At the same time, ceramics – also growing within the CMA Collection – took on more of a focus in exhibitions. Noted artists Karen Karnes and Paul Soldner were featured in original shows curated by CMA, as well as a centennial exhibition featuring Viktor Schreckengost. Later, CMA produced the original Form, Figure & Function: Contemporary Ohio Ceramics, created in conjunction with the Springfield Museum of Art, which featured acclaimed Ohio ceramic artists as well as a regional / national symposium. These exhibitions and events enhanced the Museum’s connections within the ceramics world, helping to advance both exhibition and collections initiatives.


Clyde Singer’s America, Kimono As Art Shine a National Spotlight

In its 2008 – 2009 season, CMA received major attention and crowds of more than 57,000 visitors through to major exhibitions. Clyde Singer’s America was a collaboration and co-exhibition with the Butler Museum of American Art, and received critical acclaim. Kimono As Art: The Landscapes of Itchiku Kubota created a major event throughout Canton and the surrounding region. Presented through The Timken Foundation and co-exhibited at San Diego’s Timken Museum of Art, the exhibition marked major collaborations and partnerships for arts events throughout the city and Stark County, garnering national attention and a spotlight for the Museum on the national stage.

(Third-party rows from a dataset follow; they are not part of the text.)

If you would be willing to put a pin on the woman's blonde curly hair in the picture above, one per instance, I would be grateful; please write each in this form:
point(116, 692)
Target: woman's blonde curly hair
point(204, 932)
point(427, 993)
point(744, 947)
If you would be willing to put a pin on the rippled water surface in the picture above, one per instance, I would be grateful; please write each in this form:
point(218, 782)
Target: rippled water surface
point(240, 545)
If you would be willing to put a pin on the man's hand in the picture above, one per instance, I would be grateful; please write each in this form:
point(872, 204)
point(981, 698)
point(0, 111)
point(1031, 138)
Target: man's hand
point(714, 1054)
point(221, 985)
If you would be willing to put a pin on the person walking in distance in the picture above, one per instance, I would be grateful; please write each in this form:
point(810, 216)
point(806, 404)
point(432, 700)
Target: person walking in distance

Toward Our 90th Anniversary in 2025: Engage, Educate & Enrich

The Canton Museum of Art is in the midst of the transformation. The Museum’s leadership, enthusiastic staff, and a strong and supportive board of directors are bringing the community into the Museum and the Museum into the community like never before. New programs stress the placement of art education inside of classrooms throughout Stark County, as well as reaching out to use art for health and healing.


Exhibitions stress artistic excellence and inspiration – such as the recent The Saint John’s Bible (2013); The Legacy of Ferdinand Brader (2014); Scrimmage: Football in American Art (2017), which was featured on CBS This Morning Saturday; Elijah Pierce: An American Journey (2019); and Dancing in the Light: Masterworks from the Age of American Impressionism (2020-21) to name a few – that welcomes everyone to discover, to learn, and to be enriched through extraordinary art and interpretative programs.

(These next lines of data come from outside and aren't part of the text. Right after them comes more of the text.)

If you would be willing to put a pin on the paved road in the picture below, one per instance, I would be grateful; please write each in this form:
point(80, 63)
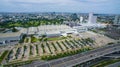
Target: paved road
point(117, 64)
point(78, 58)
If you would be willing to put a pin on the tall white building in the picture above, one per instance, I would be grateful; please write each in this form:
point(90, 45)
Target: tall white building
point(92, 18)
point(81, 19)
point(117, 20)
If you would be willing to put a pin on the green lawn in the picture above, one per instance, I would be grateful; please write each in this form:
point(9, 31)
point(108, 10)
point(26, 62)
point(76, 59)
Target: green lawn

That same excellence infuses the Museum’s growth and sharing of its collections – finding new ways to bring its collections to life and to engage both traditional and new museumgoers in conversations and learning experiences with art, which is vital to fulfilling our mission. This is also reflective of an intentional effort for collaborative programs that bring art and people together, enhancing visitor and participant experiences in ways never before possible (including digital engagement, expanded during the COVID-19 crisis and now a regular part of CMA’s programming).

The Museum’s vision stresses the importance of working as a contributor to economic development and cultural tourism, which means reaching new audiences through programming and marketing that promotes both a destination and an experience. We look to strengthen and sustain our community as a vital part of the life of the city.